Moreover, he argued that the new arrangement would make the overall Western war effort “more predictable,” both due to the significant scale of funding involved as well as the perceptions surrounding how the White House had not only avoided “spending U.S. taxpayer money,” but had “also secured a significant European contribution to the U.S. defense industrial sector.”
“Ukraine’s unquestionably heroic resistance also buys time for Europe to improve its own defenses by major defense procurements, including buying U.S.-made weapons, by increasing the size of the European armed forces and by scaling up military production,” Rácz said.
Juraj Majcin, policy analyst at the European Policy Center in Brussels, also saw the initiative as a step forward, though not without uncertainties.
“From a U.S. political perspective, it is understandable that President Trump— frustrated by his failed efforts to broker a ceasefire between Russia and Ukraine, and constrained by his MAGA base and campaign promises to end military aid— has been seeking an alternative solution to keep Ukraine armed,” Majcin told Newsweek.
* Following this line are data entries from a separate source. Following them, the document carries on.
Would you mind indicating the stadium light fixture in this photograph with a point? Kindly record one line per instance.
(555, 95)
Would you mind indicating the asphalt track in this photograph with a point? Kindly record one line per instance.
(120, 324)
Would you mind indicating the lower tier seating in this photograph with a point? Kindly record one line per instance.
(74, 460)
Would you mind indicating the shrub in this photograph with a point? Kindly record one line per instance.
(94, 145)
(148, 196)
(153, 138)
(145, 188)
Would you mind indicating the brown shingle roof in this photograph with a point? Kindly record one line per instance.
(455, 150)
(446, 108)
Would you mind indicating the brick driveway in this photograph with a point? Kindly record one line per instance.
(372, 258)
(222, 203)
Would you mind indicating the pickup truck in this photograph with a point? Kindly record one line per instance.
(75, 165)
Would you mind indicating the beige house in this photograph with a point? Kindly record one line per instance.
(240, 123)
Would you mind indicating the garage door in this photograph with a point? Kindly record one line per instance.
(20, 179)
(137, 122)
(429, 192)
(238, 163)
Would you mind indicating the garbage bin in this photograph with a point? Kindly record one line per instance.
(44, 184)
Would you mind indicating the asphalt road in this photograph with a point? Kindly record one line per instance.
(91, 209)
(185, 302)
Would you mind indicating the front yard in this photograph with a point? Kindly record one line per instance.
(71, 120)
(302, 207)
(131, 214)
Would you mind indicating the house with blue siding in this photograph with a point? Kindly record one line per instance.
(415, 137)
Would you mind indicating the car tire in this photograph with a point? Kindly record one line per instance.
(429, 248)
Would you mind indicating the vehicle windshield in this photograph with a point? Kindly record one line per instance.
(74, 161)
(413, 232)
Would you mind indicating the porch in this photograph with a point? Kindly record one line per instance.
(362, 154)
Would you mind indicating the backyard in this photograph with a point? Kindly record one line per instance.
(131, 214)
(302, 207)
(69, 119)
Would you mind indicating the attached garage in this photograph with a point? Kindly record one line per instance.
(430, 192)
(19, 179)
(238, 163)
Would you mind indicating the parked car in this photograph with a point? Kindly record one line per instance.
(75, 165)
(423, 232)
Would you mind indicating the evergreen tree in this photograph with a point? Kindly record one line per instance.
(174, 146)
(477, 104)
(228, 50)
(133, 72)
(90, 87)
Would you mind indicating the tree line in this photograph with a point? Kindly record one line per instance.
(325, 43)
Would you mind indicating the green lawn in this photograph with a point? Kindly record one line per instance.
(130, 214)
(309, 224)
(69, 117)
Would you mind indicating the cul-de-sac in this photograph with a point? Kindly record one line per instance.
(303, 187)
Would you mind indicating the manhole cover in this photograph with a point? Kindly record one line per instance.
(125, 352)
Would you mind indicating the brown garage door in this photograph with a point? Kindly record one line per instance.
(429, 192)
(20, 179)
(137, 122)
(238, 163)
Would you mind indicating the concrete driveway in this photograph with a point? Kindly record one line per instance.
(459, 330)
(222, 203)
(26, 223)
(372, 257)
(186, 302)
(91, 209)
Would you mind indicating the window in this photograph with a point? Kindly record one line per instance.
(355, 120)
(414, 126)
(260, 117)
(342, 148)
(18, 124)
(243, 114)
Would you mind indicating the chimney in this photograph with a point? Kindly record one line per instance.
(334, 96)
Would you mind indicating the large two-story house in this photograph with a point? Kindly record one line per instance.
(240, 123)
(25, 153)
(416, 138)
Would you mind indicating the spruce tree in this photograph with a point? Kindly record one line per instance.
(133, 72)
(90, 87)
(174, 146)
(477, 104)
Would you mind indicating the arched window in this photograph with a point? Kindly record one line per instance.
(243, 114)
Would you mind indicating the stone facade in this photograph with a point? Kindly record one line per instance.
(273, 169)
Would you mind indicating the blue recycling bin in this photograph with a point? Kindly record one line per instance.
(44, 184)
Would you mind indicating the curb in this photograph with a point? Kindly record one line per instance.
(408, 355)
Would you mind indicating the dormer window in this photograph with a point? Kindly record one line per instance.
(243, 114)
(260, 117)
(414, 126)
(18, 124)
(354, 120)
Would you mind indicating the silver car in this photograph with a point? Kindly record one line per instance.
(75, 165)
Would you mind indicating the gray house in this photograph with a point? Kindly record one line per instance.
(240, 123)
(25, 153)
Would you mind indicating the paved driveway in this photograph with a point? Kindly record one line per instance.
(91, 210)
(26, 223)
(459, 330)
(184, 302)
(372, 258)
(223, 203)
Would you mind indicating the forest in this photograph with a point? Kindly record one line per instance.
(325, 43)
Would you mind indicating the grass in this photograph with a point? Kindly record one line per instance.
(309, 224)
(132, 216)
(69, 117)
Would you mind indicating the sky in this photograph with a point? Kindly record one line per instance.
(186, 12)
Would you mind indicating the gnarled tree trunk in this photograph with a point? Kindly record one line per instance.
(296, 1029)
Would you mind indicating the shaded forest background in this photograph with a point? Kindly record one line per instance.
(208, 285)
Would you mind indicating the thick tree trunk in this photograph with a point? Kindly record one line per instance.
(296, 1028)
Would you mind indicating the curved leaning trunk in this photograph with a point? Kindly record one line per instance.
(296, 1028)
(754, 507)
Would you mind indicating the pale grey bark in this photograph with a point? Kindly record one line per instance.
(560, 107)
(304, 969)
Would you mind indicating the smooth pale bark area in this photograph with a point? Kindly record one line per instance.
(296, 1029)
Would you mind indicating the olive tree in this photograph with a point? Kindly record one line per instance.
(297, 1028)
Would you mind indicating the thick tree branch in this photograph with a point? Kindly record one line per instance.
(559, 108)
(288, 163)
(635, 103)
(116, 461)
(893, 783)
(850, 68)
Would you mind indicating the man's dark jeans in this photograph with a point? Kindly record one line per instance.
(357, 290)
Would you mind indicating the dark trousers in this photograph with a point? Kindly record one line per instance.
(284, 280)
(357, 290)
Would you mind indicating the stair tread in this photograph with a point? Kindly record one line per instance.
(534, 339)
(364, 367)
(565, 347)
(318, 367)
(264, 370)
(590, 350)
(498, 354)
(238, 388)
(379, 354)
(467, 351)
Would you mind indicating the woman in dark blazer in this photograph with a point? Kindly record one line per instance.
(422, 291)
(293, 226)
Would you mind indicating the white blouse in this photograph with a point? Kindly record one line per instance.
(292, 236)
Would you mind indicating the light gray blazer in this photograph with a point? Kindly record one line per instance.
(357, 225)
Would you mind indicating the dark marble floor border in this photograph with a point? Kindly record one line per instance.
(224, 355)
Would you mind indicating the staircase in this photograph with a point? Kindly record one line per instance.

“Despite repeatedly calling it ‘Joe Biden’s war,'” he said, “Trump knows that the fall of Kyiv would mark a major strategic failure for any U.S. administration, including his own.”
He called the new NATO mechanism “commendable,” but argued it “does little to strengthen the quality of the transatlantic partnership” at a time when European skepticism toward Trump’s long-term commitments on the continent remained high.
“Many in Europe perceive this approach as a way for the United States to quietly distance itself from both the war in Ukraine and its European allies,” Majcin said, “however diplomatically framed by NATO Secretary-General Mark Rutte.”
“Furthemore, viewed in the context of the recently concluded EU–U.S. trade agreement,” he added, “many in Europe feel that the deal offers limited benefits for the EU and is largely tilted in favor of Washington.”
And at a time when the U.S. was eyeing its rivalry with China in the Asia-Pacific, he said that “Europeans need to do more to persuade Trump that supporting Ukraine is in America’s strategic interest.”
“With only a fraction of its GDP, the U.S. is significantly degrading military capabilities of one of its main adversaries—Russia—while also sending a clear message to China,” he added, “which is closely watching how Washington manages its security commitments.”